The Gomme then built two buildings: a house and a chapel. Precisely where these two stood is a matter for argument and conjecture. It has been said that when creating her chapel, she repaired the Hermit’s building and enlarged it, and that part of this enlarged oratory is still preserved in All Saints’ church. Evidence for this theory lies in the presence in the south-west corner of the chancel of a respond-like projection with fragments of a Norman string-course dating from around 1150: it is argued that this archway is not a doorway or a window, therefore it must have opened into a chamber of some sort, on the site of the present south aisle of the church, and that this chamber was the Hermit's oratory. The rest of the church was added on, anything up to a century later. None of this is proven, however, and the stone under dispute may quite simply have been a random piece used in the re-build in around 1250.

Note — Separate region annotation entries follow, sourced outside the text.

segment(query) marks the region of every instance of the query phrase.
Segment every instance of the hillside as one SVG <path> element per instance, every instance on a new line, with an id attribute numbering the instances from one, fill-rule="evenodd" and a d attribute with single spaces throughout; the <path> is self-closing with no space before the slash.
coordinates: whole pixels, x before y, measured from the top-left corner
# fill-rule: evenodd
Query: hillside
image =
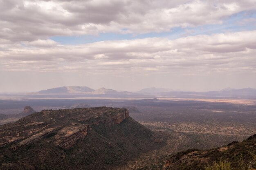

If All Saints’ church is not necessarily on the site of the Gomme’s chapel, her house is of similarly uncertain site. One of the earliest investigators into Dale Abbey’s history said that her house was ‘a small distance southward’ of her chapel: if her chapel was on the same site as All Saints’ church, this would mean that her house was very close to the sandstone escarpment in which the Hermitage is found, and a later writer doubted that chapel and house were so close together. Another theory, mentioned in the Chronicle, is that her house lay under a pond, known as Roger d’Alesby’s pond, which is still visible, if a little silted up, to the west of the lane which comes to a stop just to the north of All Saints’ church: the Chronicle says that worked stones of the Gomme’s house were found in the making of this pond. A third theory is that the house was sited in the field to the south-east of the Abbey site, where, according to a Victorian writer, there used to be a tanyard: this field presents many humps and hollows and has never been fully investigated.

The Hermit seems to have ended his days in Depedale, respected for his piety, and eventually found dead in his cell (be it cave or chapel) by a pilgrim.
The Hermitage seems to have been enlarged in the 18th century by one Sir Robert Burdett, who entertained in it.  It was occupied at the beginning of the 19th century by a couple whose house was being repaired:  the wife bore a son while there, and a stocking frame was set up. In Victorian times a Mr Chandler, a former steward of the estate, gave permission to a William McConnell to fit a door and windows to the cave, to enable him to extort a fee from visitors for its exhibition; the writer who recorded this event commented that ‘fortunately the man died before he could accomplish his design’!

The Gomme’s interest in the Hermit and in Depedale were to have major ramifications for the future of the valley, not least for her son Richard, who became a canon and served here, possibly as chaplain in the little church, which became a chantry chapel for the de Grendon family.